We experienced 2 decode failures out of 541 blocks, which amounts to a failure rate of 0.37% (fewer than one failed block per day). Of those 541 Graphene blocks, only 4 required an additional round-trip to fetch missing transactions (the sizes of these fetched transactions are included in the compression rate calculated below). Compression rate was calculated with the equation $1 - g/f$, where $g$ and $f$ are the sizes (in bytes) of the Graphene and full blocks, respectively. Compression was significantly better for larger blocks.
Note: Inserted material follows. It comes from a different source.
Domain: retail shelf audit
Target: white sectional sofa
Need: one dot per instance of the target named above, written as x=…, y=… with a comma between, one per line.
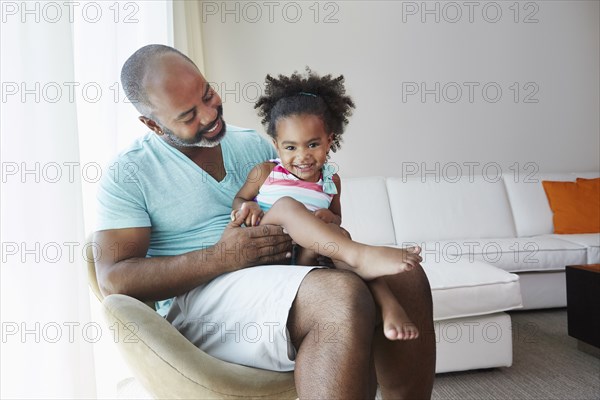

The best compression rate achieved during the test was 0.999, which came from the block having the most transactions (2545). In the table below, we report compression statistics for all blocks and those with more than 1K transactions.

block txs number of blocks mean compression median compression
$\geq 0$ 539 0.953 0.989
> 1K 17 0.998 0.998

The following boxplot gives a better idea of how compression rates scale with the number of transactions in a block. The raw data for the plot can be found here. Blocks are grouped according to transaction count, and each group (marked along the x-axis) represents a multiple of 50 transactions, e.g. every block in the group marked "150" has between 150 and 200 transactions. Each box in the plot depicts the inter-quartile range of compression rates during our test for that particular group of blocks. As can be seen from the plot, nearly all blocks with more than 250 transactions had a compression rate exceeding 0.99. There are two technical things to note about the plot. First, because it is the only block in the group marked "2500", the largest block is not obvious in the plot --- it is rendered as a single dashed line very close to 1.0. Second, in order to more clearly see compression for larger blocks, the y-limit on this plot is truncated at 0.95. But it is important to point out that there are numerous small blocks with compression rate below the mean.